I like java fern, but some people have problems keeping it alive. I read somewhere that it should be kept in water below 78° F. That has been my experience as well. In the cooler months when my aquarium water is at 75-77°, the java fern does fine. But once summer weather arrives and the water goes up to around 80°, the java fern starts turning brown and dying.


----------



## AngelDemonWolf (Aug 16, 2017)

VinceIII said:


> Anubias is my go-to plant. It comes in several varieties, so you can have plenty of visual difference.
> 
> I like java fern, but some people have problems keeping it alive. I read somewhere that it should be kept in water below 78° F. That has been my experience as well. In the cooler months when my aquarium water is at 75-77°, the java fern does fine. But once summer weather arrives and the water goes up to around 80°, the java fern starts turning brown and dying.
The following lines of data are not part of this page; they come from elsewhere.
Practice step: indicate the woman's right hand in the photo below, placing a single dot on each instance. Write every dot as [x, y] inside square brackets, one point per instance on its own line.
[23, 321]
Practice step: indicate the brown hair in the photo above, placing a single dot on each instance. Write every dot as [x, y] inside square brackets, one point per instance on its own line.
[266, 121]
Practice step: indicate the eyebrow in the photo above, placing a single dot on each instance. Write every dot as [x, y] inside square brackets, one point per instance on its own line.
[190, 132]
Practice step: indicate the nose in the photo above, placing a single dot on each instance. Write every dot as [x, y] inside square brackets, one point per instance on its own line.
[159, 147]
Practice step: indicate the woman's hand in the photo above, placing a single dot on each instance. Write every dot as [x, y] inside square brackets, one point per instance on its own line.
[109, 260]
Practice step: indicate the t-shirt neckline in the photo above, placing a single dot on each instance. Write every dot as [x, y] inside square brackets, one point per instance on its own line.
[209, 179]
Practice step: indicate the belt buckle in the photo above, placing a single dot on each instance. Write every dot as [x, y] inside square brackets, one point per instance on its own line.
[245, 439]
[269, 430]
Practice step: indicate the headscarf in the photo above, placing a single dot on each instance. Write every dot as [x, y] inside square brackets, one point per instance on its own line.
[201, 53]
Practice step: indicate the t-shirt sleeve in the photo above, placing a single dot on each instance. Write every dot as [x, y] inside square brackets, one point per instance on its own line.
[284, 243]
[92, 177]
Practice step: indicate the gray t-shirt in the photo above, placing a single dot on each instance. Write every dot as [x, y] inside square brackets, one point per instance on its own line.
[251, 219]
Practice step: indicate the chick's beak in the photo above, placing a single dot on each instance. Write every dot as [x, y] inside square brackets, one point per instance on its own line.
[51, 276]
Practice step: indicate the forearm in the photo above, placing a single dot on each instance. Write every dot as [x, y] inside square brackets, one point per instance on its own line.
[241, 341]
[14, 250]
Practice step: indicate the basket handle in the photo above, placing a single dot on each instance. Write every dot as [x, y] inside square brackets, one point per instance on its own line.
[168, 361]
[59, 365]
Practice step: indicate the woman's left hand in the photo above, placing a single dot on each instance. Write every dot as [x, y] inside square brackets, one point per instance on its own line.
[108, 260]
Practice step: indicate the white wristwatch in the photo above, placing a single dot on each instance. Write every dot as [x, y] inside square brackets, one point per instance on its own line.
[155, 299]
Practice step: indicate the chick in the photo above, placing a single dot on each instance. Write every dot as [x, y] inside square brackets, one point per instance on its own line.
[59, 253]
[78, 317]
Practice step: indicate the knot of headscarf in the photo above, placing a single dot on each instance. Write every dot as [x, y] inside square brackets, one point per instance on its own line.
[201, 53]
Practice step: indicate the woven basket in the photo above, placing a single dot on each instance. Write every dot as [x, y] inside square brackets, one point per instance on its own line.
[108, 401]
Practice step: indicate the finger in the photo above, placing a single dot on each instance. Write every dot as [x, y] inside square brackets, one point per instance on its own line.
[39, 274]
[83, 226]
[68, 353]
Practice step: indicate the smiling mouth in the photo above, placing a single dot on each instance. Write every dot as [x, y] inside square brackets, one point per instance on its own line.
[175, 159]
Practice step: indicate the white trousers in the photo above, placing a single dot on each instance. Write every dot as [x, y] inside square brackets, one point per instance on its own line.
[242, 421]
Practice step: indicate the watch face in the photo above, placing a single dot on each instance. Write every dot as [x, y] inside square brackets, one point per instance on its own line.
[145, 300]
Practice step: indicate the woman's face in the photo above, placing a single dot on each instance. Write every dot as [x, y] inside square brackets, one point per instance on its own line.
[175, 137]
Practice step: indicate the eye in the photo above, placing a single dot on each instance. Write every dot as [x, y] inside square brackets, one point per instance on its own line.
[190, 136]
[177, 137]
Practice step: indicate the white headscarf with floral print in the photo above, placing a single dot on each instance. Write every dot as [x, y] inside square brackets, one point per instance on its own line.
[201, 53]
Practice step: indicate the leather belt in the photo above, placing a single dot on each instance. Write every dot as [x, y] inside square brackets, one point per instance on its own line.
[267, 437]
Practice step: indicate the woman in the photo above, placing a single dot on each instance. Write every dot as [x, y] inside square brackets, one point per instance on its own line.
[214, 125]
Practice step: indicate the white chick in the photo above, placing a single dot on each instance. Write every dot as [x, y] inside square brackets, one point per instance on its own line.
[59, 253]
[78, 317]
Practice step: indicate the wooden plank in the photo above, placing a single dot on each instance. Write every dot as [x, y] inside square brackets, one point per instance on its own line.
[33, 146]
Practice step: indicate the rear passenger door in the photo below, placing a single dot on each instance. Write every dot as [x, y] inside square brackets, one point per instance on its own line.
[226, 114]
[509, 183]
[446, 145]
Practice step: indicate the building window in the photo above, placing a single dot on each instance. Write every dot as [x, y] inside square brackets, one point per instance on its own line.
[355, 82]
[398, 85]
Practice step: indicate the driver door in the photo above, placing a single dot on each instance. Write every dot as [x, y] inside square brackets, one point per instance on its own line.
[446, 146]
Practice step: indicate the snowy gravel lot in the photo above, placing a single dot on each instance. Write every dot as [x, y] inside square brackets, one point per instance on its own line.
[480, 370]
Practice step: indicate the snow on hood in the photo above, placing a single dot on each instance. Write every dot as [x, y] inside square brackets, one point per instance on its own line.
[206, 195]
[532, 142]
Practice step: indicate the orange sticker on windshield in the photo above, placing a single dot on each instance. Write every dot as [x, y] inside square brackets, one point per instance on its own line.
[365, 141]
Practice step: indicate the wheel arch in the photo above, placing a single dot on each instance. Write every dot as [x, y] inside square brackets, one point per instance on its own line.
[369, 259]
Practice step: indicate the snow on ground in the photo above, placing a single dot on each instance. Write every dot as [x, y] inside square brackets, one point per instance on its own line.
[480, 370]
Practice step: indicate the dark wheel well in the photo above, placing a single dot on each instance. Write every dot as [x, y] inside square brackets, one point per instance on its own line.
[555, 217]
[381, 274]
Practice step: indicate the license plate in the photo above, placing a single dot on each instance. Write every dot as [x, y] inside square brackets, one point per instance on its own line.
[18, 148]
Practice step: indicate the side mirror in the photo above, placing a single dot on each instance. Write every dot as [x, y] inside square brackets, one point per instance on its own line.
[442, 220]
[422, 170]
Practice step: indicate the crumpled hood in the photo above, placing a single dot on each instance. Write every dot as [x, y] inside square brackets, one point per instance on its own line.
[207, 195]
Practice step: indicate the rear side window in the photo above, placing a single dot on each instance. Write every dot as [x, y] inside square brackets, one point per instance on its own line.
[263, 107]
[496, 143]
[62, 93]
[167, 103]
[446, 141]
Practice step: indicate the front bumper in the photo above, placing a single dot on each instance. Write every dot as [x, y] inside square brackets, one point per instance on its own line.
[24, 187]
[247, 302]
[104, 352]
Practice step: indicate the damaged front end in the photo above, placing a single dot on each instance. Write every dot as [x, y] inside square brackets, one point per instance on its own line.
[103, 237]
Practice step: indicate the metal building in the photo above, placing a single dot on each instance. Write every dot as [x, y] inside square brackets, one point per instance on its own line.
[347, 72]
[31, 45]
Do the bettas do well in the temperature? I really want to buy some java fern but if 77 is the temperature need and could affect my bettas then I won't buy some.


----------



## VinceIII (Feb 14, 2016)

AngelDemonWolf said:


> Do the bettas do well in the temperature? I really want to buy some java fern but if 77 is the temperature need and could affect my bettas then I won't buy some.


The usual temperature recommended for bettas is around 75-82. My betta's water temperature goes through that whole range throughout the year, and he seems fine. The java fern is the only thing I only thing I've seen affected by the temperature. Now that it's the time of year when the water doesn't go above 77, I'm going to get a few more java fern.


----------